I’m looking for something that’s fast. Initially, the application will be on Linux, but I’d also like to make it work on Windows and Mac at some point. If there are platform specific tricks that speed this up, that’s fine. But if there’s something generic that will work in all cases, even better.
Not entirely sure yet. The application will be copying each file in the folder (most often to LTO tape via an LTFS mount) and making a checksum on each one. Optionally it will read each file off the LTO tape and do a checksum there, to verify the copy was successful.
So it does kind of depend on how I do the checksums. If I run them from the command line, all I really need is an array with the paths to all the files in the source folder, and that should be recursive. If I do it internally with Xojo’s md5 tool, then I would think i’d need the FolderItem, since I have to load the files up before writing them. This may not be a practical option, because in some cases, the files could be 1TB Quicktime movies. In most cases, 12-50MB image files.

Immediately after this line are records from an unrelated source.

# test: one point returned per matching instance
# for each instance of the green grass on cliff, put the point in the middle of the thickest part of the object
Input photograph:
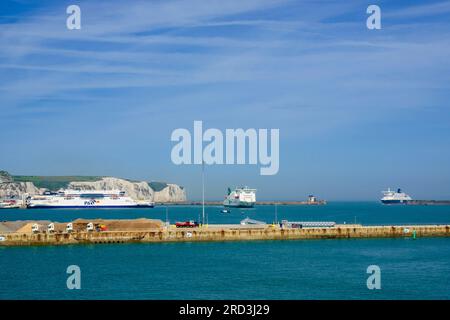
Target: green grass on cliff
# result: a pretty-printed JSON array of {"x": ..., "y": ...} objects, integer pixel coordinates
[{"x": 53, "y": 182}]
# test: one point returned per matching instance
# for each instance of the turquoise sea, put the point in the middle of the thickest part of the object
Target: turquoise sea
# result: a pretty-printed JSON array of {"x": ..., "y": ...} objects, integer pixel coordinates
[{"x": 298, "y": 269}]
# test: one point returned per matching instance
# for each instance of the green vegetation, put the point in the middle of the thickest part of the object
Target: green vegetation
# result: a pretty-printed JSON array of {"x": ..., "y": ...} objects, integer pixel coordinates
[
  {"x": 157, "y": 186},
  {"x": 53, "y": 182}
]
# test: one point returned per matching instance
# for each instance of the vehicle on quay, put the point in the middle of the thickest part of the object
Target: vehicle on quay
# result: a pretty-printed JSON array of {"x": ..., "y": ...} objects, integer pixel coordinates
[{"x": 187, "y": 224}]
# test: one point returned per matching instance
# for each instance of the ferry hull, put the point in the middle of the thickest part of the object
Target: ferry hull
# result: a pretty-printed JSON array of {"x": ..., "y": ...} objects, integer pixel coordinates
[
  {"x": 239, "y": 205},
  {"x": 88, "y": 207},
  {"x": 394, "y": 201}
]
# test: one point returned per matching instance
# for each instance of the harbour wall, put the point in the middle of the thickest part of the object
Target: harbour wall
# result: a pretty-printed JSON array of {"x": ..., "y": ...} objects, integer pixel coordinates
[{"x": 222, "y": 233}]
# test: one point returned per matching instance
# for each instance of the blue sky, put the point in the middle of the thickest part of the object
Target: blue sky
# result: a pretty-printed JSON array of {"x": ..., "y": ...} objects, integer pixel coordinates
[{"x": 358, "y": 110}]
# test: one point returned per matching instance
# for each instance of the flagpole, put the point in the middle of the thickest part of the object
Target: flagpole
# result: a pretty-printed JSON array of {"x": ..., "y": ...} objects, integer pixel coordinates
[{"x": 203, "y": 192}]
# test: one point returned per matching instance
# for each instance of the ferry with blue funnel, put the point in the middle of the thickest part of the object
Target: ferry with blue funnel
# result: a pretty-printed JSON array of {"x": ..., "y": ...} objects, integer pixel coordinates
[
  {"x": 240, "y": 198},
  {"x": 392, "y": 197},
  {"x": 86, "y": 199}
]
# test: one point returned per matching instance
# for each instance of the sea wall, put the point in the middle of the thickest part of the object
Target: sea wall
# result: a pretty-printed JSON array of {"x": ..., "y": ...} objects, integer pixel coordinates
[{"x": 224, "y": 233}]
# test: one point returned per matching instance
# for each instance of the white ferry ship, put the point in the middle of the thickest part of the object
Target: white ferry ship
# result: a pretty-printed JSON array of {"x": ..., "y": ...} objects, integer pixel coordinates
[
  {"x": 240, "y": 198},
  {"x": 392, "y": 197},
  {"x": 86, "y": 199}
]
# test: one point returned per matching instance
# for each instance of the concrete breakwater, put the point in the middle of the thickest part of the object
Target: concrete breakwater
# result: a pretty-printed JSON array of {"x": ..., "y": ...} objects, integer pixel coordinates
[{"x": 144, "y": 230}]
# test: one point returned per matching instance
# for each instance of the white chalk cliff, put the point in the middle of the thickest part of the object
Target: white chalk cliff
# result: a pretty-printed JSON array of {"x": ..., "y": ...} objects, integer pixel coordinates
[
  {"x": 9, "y": 188},
  {"x": 139, "y": 190}
]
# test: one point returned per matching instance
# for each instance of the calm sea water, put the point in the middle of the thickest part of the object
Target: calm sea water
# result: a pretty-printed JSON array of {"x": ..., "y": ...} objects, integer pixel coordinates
[{"x": 300, "y": 269}]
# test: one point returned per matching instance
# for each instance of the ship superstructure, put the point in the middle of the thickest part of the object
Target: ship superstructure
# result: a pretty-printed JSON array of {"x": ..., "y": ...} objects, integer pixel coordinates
[
  {"x": 240, "y": 198},
  {"x": 86, "y": 199},
  {"x": 392, "y": 197}
]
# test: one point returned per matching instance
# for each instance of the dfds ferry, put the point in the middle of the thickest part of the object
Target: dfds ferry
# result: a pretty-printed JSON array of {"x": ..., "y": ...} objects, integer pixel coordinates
[
  {"x": 86, "y": 199},
  {"x": 240, "y": 198},
  {"x": 392, "y": 197}
]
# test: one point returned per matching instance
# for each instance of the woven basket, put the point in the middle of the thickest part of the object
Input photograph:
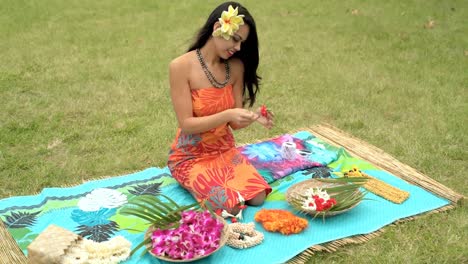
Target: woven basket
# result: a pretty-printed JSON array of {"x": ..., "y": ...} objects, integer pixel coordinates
[
  {"x": 222, "y": 242},
  {"x": 298, "y": 189}
]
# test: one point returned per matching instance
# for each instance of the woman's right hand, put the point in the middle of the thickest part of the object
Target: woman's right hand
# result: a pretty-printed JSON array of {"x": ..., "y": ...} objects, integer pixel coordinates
[{"x": 242, "y": 117}]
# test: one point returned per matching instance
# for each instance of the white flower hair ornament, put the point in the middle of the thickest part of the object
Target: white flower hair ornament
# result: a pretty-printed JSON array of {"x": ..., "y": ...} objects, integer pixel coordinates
[{"x": 230, "y": 22}]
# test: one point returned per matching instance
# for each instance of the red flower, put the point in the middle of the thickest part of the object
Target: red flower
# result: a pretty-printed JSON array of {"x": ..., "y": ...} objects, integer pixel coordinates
[{"x": 264, "y": 111}]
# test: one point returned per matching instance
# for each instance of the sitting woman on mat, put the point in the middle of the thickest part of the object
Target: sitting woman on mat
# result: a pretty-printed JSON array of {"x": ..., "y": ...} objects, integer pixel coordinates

Yeah, ls is probably the best way to go for Mac and Linux. I was hoping to not have to do it two different ways though, for different platforms. I’m going to play with FileListMBS a bit to see how that does on really big directories first.
The key is to avoid folderitems as much as possible…
They are not very fast.
So if you ask FileListMBS for a folder item on each item, you would get slow again.
Thanks. My current thinking is to make an array that contains the full path to each file, then iterate through those paths. That should be all the information I need, and I should be able to avoid folderitems.
Here is a Windows specific method that we use which is certainly quicker than the FolderItem. I haven’t tested it with the numbers of files you are talking about but it is worth a try. You can change your DIR command to suit:
' Create a DIR command to list all the files
' /b means output just the filename b=bare
' /t:c means use the Created Date to sort
' /o:d means order by date (oldest first)
Dim Dir As String
Dir = "DIR " + ThisFolder.NativePath + "*." + FileMask + " /b /t:c /o:d"'
' Do the Dir
Dim ThisShell As New Shell
ThisShell.Execute(Dir)
' Check for Errors from the shell command
' Shell returns 1 - File Not Found if there are no files matching the mask
If ThisShell.ErrorCode > 1 Then
Raise New RuntimeExceptionEx (ThisShell.ErrorCode, ThisShell.Result)
End If
' Don't process if you have File Not Found
If ThisShell.ErrorCode = 0 Then
' Get a list of files
FileNames = Split(ThisShell.Result, Chr(13)+Chr(10))
' Now Publish the files
' The last item in the array is empty because of a CRLF on the end of the list filename in the list
For n = 0 to FileNames.Ubound - 1
' Publish the document
PublishDocument FileNames(n)
Next
End If
I just tried this on my system where I have a lot of files sync’d using Box Sync. The DIR command doesn’t seem to recognize the Box Sync folder - it will show in it’s parent directory, but you can not execute a DIR comment on the Box Sync folder.
If you come to the London Xojo Conference at Wimbledon this Friday I can show you my methods where you pass a folderItem and it build an SQLite database of all the enclosed folders with all Xojo, MBS, EXIF, hash, audio and video metadata. I use FileListMBS for speed.
I use a SQLite database since I can reexamine different aspects of the content without having to re-search the folders, it requires minimal RAM and it survives an application relaunch.
I will demonstrate how I use it in my FileName Extreme Xojo app, amongst others.